The suit asked for an injunction to block the sale to Ballmer.
Sterling previously filed an antitrust lawsuit in May in federal court, alleging that the NBA had improperly punished him for his comments. Other owners and NBA employees who misstepped had received much less onerous treatment, the lawsuit said.
The NBA declined to comment.
The testimony from Parsons drew the most attention Tuesday because the interim Clippers boss has kept a low profile — spending only a few days a week in L.A. and declining interviews.
He said he had heard from players concerned about Sterling’s possible return, as well as many sponsors who said their advertising with the team was contingent upon Sterling staying away.
“The basic message is we are in, so long as Donald Sterling is out,” Parsons said, citing Kia Motors and the Mandalay Bay resort in Las Vegas as among advertisers who wanted no association with Sterling.
Parsons called the $2 billion that Ballmer was willing to pay a “knockout price” that goes far above the value of the team based strictly on its balance sheet. It would be difficult to duplicate the record price if Sterling manages to kill the deal, he said.
“If Steve goes away,” Parsons testified, “I don’t know how you get to this price again.”
On cross-examination by Sterling’s lawyer, Max Blecher, Parsons acknowledged that some of the purported threats to the Clippers were speculative. The Clippers, for example, are selling just as many season tickets in this off-season as last. And with increased prices, the team’s early ticket revenue is actually up, Parsons conceded.
Parsons also admitted that he couldn’t be certain that the Clippers would go for less if they were put up for sale again.
Two expert witnesses testified during most of the afternoon session.
Anwar Zakkour of Bank of America Merrill Lynch described how he helped run Shelly Sterling’s sale of the team, saying that the hurried timeline — designed to beat an NBA deadline to seize the Clippers — seemed to help drive up the price.
He said the prospective buyers, including Ballmer, had no chance to “play games” by judging other possible bids.
The bidding, known by the code name “Project Claret” inside the bank, produced prices well above the $1 billion to $1.3 billion initially projected. “Whether you wanted to call it a slam dunk or a home run, none of us believed we would get to $2 billion when we started,” Zakkour testified.
The courtroom combat took a lighter turn when Blecher asked Zakkour if he thought Ballmer was “nuts” for paying so much for the Clippers.
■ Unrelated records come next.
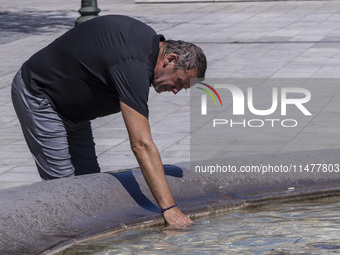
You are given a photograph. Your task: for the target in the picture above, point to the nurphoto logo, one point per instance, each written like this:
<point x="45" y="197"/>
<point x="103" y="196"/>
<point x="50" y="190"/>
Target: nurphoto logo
<point x="280" y="99"/>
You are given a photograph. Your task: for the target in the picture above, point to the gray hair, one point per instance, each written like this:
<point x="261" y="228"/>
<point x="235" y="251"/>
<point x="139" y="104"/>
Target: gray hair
<point x="190" y="56"/>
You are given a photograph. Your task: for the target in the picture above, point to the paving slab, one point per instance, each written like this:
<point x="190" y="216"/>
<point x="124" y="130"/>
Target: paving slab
<point x="278" y="39"/>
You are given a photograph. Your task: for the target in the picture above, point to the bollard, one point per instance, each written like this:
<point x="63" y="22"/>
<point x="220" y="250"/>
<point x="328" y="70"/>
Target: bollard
<point x="89" y="10"/>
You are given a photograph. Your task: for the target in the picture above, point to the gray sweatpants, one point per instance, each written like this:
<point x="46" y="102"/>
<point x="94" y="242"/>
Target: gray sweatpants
<point x="60" y="147"/>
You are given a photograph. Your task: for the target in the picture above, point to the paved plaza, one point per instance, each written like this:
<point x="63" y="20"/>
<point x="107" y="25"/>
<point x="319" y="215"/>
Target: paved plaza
<point x="277" y="39"/>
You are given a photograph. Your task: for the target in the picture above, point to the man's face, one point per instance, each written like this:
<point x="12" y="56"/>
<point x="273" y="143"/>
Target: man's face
<point x="167" y="78"/>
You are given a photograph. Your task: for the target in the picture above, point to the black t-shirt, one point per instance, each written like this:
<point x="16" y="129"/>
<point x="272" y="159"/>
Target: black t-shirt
<point x="88" y="70"/>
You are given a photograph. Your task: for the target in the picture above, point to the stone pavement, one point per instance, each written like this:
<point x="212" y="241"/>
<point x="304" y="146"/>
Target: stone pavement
<point x="288" y="39"/>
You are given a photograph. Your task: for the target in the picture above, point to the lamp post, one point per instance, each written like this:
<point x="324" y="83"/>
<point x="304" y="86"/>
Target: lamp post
<point x="89" y="10"/>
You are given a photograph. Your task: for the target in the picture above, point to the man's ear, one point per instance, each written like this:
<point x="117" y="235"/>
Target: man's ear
<point x="171" y="59"/>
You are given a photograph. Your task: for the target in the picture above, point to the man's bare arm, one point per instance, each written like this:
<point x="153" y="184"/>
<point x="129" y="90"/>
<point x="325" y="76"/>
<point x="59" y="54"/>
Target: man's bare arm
<point x="150" y="163"/>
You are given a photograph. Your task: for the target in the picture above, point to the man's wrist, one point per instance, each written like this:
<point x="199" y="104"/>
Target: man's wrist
<point x="168" y="208"/>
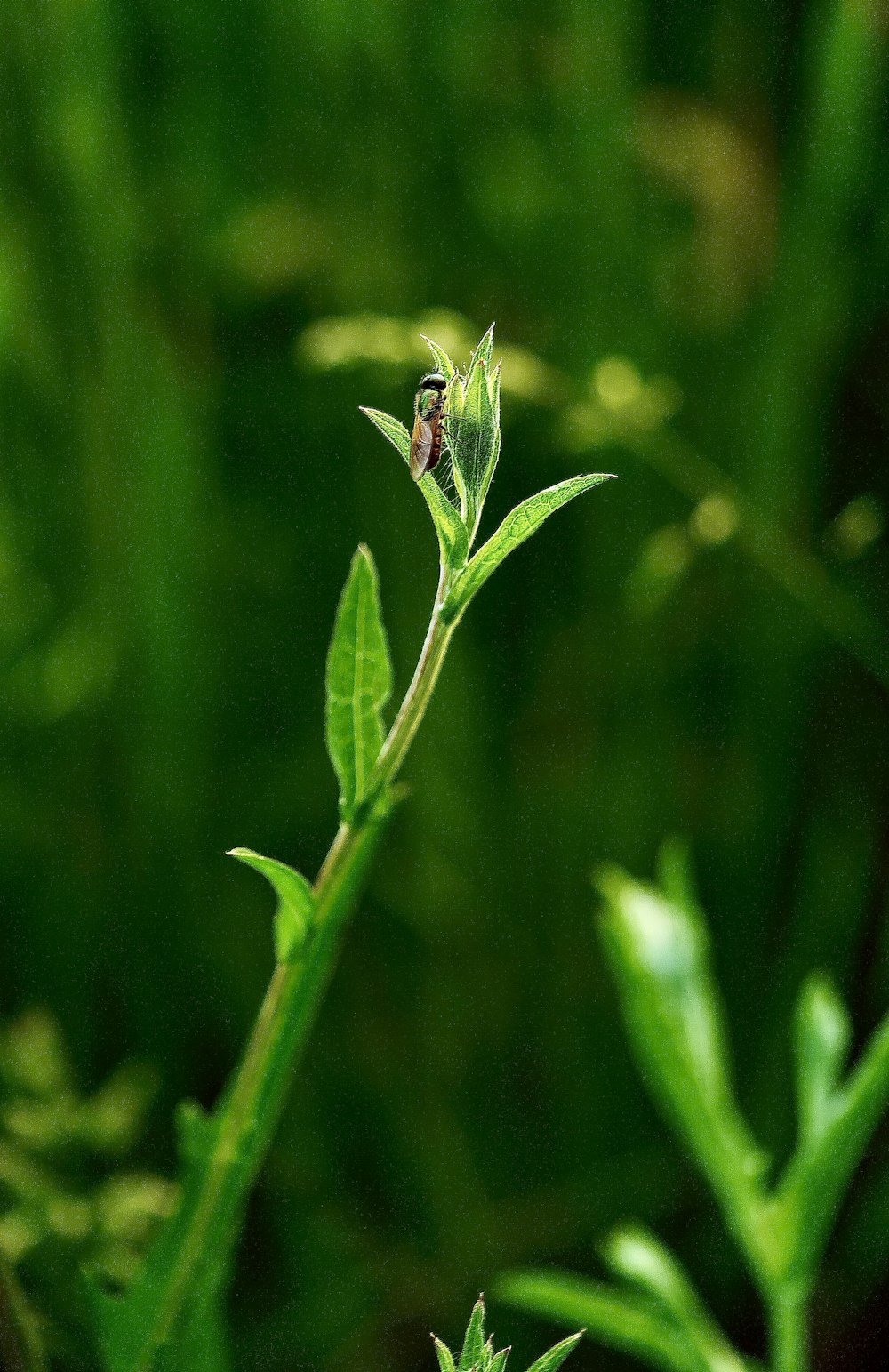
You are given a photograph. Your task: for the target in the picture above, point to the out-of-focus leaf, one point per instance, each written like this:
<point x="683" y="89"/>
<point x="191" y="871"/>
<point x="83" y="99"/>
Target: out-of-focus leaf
<point x="295" y="907"/>
<point x="358" y="682"/>
<point x="20" y="1341"/>
<point x="820" y="1174"/>
<point x="517" y="526"/>
<point x="823" y="1035"/>
<point x="638" y="1257"/>
<point x="444" y="1356"/>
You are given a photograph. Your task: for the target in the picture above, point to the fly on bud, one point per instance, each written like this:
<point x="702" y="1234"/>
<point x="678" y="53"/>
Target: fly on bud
<point x="426" y="441"/>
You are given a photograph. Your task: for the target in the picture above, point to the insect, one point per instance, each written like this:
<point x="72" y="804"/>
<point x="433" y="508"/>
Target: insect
<point x="426" y="441"/>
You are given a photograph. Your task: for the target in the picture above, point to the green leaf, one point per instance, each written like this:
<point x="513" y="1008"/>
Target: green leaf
<point x="194" y="1131"/>
<point x="358" y="682"/>
<point x="557" y="1354"/>
<point x="20" y="1341"/>
<point x="823" y="1035"/>
<point x="661" y="957"/>
<point x="449" y="527"/>
<point x="637" y="1256"/>
<point x="621" y="1320"/>
<point x="474" y="1341"/>
<point x="821" y="1170"/>
<point x="474" y="439"/>
<point x="517" y="526"/>
<point x="295" y="907"/>
<point x="444" y="1353"/>
<point x="390" y="429"/>
<point x="442" y="361"/>
<point x="483" y="351"/>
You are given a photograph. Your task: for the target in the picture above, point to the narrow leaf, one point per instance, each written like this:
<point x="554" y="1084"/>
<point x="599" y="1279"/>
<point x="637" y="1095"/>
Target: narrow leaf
<point x="474" y="1341"/>
<point x="818" y="1175"/>
<point x="358" y="682"/>
<point x="295" y="907"/>
<point x="194" y="1131"/>
<point x="823" y="1035"/>
<point x="557" y="1354"/>
<point x="20" y="1342"/>
<point x="661" y="957"/>
<point x="637" y="1256"/>
<point x="449" y="526"/>
<point x="621" y="1320"/>
<point x="517" y="526"/>
<point x="444" y="1353"/>
<point x="390" y="429"/>
<point x="475" y="444"/>
<point x="483" y="351"/>
<point x="442" y="361"/>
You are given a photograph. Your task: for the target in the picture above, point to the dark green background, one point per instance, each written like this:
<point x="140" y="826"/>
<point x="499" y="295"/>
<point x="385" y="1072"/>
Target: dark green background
<point x="701" y="189"/>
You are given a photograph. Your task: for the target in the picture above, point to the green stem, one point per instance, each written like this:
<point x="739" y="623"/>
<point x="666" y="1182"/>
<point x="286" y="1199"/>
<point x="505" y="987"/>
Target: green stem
<point x="788" y="1328"/>
<point x="252" y="1102"/>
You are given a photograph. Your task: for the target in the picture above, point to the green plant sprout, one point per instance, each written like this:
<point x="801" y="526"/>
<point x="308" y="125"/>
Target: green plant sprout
<point x="657" y="947"/>
<point x="171" y="1314"/>
<point x="477" y="1353"/>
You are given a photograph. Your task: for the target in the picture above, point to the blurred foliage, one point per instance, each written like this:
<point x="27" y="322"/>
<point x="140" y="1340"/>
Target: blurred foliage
<point x="221" y="230"/>
<point x="65" y="1200"/>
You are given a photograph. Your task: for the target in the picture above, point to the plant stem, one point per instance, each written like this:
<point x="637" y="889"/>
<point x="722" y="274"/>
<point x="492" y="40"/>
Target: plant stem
<point x="247" y="1116"/>
<point x="788" y="1333"/>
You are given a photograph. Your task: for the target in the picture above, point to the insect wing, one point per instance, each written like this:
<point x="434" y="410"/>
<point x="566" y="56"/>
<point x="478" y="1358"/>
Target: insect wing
<point x="420" y="447"/>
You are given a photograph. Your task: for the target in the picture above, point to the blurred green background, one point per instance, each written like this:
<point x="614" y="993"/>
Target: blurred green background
<point x="221" y="229"/>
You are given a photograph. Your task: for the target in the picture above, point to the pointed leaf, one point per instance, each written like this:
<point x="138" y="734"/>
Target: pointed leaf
<point x="20" y="1339"/>
<point x="295" y="907"/>
<point x="619" y="1319"/>
<point x="442" y="361"/>
<point x="661" y="958"/>
<point x="641" y="1258"/>
<point x="474" y="1341"/>
<point x="194" y="1131"/>
<point x="444" y="1353"/>
<point x="475" y="444"/>
<point x="483" y="351"/>
<point x="449" y="527"/>
<point x="820" y="1174"/>
<point x="823" y="1035"/>
<point x="557" y="1354"/>
<point x="358" y="682"/>
<point x="517" y="526"/>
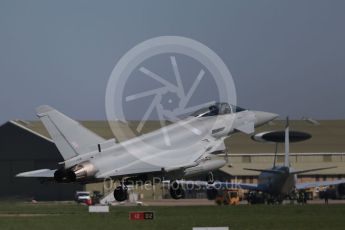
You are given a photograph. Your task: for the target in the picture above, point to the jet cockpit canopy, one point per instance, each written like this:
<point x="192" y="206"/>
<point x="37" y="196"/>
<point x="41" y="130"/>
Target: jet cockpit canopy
<point x="219" y="108"/>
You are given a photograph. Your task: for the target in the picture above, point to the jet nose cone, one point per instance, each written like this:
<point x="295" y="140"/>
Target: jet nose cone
<point x="264" y="117"/>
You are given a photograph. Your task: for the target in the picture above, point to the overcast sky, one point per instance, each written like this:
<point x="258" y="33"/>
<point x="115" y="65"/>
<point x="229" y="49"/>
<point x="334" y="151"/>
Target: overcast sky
<point x="286" y="57"/>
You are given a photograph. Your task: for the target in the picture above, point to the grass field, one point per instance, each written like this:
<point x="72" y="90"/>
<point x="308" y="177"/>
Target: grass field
<point x="16" y="215"/>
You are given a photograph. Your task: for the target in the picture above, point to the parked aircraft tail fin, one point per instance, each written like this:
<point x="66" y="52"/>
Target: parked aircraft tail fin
<point x="287" y="144"/>
<point x="70" y="137"/>
<point x="312" y="170"/>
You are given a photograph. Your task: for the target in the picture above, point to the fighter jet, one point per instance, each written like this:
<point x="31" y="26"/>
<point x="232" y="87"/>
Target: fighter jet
<point x="277" y="182"/>
<point x="179" y="150"/>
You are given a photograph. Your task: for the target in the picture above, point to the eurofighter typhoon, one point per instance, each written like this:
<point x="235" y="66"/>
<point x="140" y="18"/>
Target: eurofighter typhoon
<point x="181" y="149"/>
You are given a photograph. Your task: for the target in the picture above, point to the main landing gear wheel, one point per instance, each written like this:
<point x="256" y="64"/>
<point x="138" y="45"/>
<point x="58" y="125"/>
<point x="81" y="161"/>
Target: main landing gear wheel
<point x="176" y="190"/>
<point x="121" y="193"/>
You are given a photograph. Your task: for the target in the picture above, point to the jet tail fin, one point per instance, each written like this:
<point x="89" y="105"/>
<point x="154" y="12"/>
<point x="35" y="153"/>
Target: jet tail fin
<point x="264" y="170"/>
<point x="70" y="137"/>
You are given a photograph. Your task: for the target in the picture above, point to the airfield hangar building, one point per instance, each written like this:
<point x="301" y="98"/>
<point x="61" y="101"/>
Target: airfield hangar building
<point x="26" y="146"/>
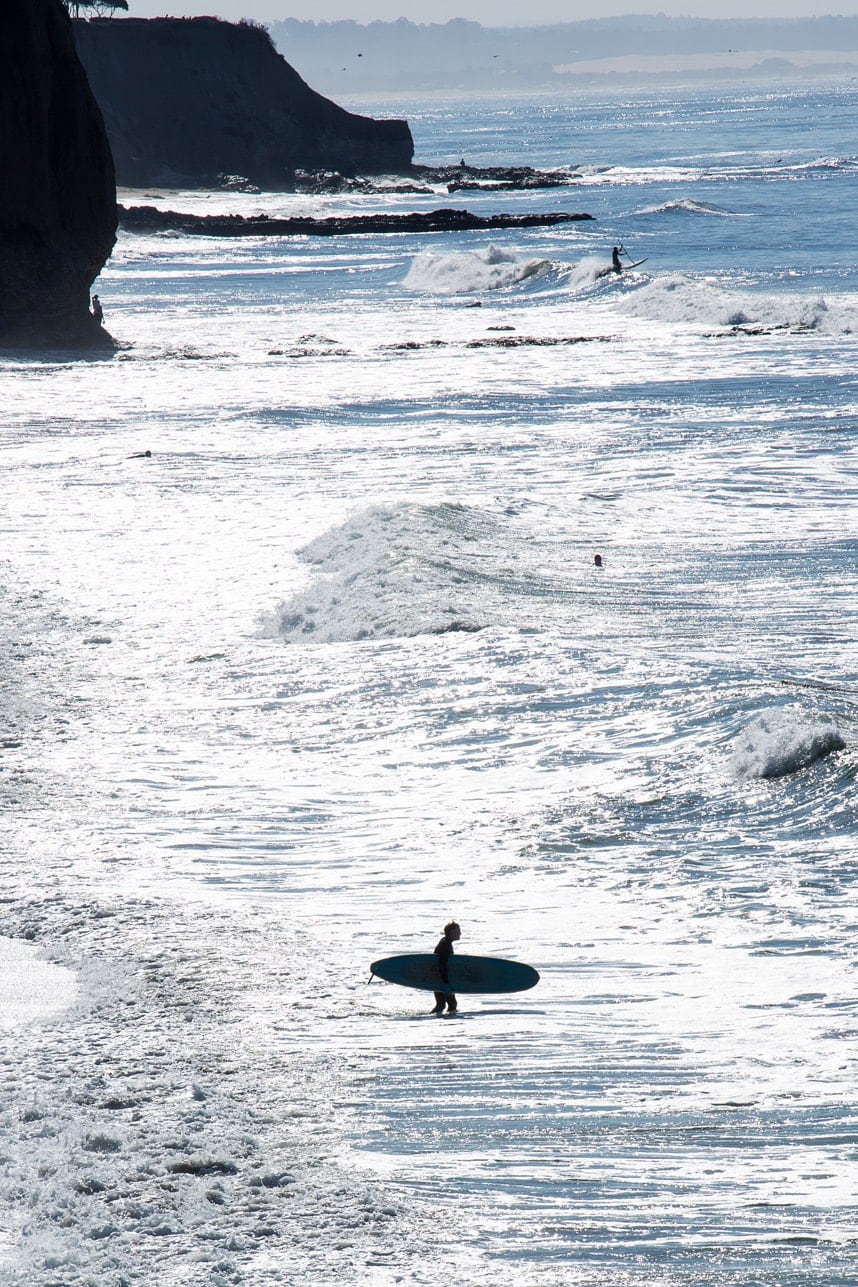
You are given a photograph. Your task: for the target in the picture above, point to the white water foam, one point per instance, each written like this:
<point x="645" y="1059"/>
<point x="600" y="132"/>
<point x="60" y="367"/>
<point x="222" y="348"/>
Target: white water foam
<point x="389" y="573"/>
<point x="686" y="206"/>
<point x="782" y="740"/>
<point x="472" y="272"/>
<point x="679" y="297"/>
<point x="31" y="989"/>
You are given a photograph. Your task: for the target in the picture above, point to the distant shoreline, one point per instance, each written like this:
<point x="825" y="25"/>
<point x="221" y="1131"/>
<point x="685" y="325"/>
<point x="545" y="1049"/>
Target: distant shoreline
<point x="151" y="219"/>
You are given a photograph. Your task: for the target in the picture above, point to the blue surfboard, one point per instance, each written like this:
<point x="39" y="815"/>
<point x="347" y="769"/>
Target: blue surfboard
<point x="466" y="973"/>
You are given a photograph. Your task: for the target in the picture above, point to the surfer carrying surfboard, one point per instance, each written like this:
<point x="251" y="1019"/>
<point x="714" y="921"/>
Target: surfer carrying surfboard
<point x="444" y="950"/>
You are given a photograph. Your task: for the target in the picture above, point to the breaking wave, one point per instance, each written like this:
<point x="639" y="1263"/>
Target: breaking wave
<point x="784" y="740"/>
<point x="686" y="206"/>
<point x="472" y="272"/>
<point x="686" y="299"/>
<point x="390" y="573"/>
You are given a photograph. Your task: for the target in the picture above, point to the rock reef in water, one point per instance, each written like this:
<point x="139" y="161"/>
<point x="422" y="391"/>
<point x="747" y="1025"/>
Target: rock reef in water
<point x="58" y="196"/>
<point x="149" y="219"/>
<point x="187" y="101"/>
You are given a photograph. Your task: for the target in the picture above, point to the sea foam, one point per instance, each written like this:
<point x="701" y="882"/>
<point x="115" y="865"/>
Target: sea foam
<point x="471" y="272"/>
<point x="782" y="740"/>
<point x="389" y="572"/>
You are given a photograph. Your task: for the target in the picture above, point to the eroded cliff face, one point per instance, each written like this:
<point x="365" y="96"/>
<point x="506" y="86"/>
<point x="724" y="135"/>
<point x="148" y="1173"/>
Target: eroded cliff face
<point x="58" y="193"/>
<point x="188" y="99"/>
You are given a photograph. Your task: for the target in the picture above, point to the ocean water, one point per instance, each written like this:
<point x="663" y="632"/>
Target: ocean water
<point x="335" y="663"/>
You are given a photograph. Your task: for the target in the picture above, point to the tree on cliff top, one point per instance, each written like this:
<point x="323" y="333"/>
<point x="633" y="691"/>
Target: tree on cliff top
<point x="100" y="7"/>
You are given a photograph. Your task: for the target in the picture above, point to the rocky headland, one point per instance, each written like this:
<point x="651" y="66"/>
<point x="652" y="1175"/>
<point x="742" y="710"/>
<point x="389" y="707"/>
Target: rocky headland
<point x="58" y="194"/>
<point x="191" y="101"/>
<point x="152" y="219"/>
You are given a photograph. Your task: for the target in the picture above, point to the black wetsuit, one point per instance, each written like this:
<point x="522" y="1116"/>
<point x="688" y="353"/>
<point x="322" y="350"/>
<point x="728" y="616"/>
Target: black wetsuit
<point x="444" y="951"/>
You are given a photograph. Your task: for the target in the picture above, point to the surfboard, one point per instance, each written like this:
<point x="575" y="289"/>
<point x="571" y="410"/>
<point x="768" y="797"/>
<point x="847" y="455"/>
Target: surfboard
<point x="466" y="973"/>
<point x="610" y="269"/>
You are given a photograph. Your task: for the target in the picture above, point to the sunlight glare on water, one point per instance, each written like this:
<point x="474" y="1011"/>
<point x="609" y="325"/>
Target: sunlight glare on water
<point x="335" y="663"/>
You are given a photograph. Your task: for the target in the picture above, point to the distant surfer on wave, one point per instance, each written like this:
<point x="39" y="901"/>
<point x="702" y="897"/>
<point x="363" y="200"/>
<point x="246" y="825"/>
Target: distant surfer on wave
<point x="444" y="950"/>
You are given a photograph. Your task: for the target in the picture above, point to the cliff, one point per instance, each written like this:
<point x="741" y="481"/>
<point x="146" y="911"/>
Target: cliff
<point x="188" y="99"/>
<point x="58" y="196"/>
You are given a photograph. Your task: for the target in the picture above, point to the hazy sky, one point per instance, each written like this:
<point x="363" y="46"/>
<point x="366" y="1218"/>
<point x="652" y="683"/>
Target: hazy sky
<point x="490" y="13"/>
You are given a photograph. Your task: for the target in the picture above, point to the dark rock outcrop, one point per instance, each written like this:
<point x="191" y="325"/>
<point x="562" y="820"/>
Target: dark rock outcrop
<point x="149" y="219"/>
<point x="57" y="197"/>
<point x="189" y="99"/>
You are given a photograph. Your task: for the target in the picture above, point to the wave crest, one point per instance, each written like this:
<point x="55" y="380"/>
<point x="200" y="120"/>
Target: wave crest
<point x="471" y="272"/>
<point x="781" y="741"/>
<point x="390" y="573"/>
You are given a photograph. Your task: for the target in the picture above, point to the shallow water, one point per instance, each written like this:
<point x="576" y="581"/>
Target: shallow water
<point x="335" y="663"/>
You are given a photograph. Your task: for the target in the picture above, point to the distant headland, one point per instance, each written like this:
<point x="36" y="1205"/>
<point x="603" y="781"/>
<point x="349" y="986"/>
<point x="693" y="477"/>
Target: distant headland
<point x="58" y="196"/>
<point x="187" y="101"/>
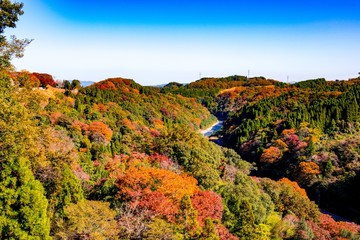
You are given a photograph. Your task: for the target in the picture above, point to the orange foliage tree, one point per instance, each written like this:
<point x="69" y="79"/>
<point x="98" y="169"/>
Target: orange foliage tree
<point x="295" y="186"/>
<point x="208" y="204"/>
<point x="100" y="132"/>
<point x="271" y="155"/>
<point x="138" y="181"/>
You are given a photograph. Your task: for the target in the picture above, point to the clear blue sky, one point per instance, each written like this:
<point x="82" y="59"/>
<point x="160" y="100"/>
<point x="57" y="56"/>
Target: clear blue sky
<point x="156" y="42"/>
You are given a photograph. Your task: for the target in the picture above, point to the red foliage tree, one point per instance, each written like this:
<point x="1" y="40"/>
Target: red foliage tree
<point x="45" y="79"/>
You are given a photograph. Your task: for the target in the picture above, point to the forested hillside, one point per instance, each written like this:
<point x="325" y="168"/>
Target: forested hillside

Shelly Sterling’s attorney, Pierce O’Donnell, objected that “nuts” was “vague and ambiguous.”
Donald Sterling’s lawyers followed with their own witness, former sports executive Dean Bonham, who said that the Clippers could be sold for more than $2 billion and that the abbreviated sale process suppressed the offers.
O’Donnell tore into Bonham’s credentials, charging the witness with falsely claiming that he had been president of the NBA’s Denver Nuggets. In response, the consultant explained that he served as the team’s president of sales and marketing.
The trial is set to continue Wednesday and Donald Sterling’s lawyers plan to call a psychiatrist who evaluated Sterling. They also may question Shelly Sterling again.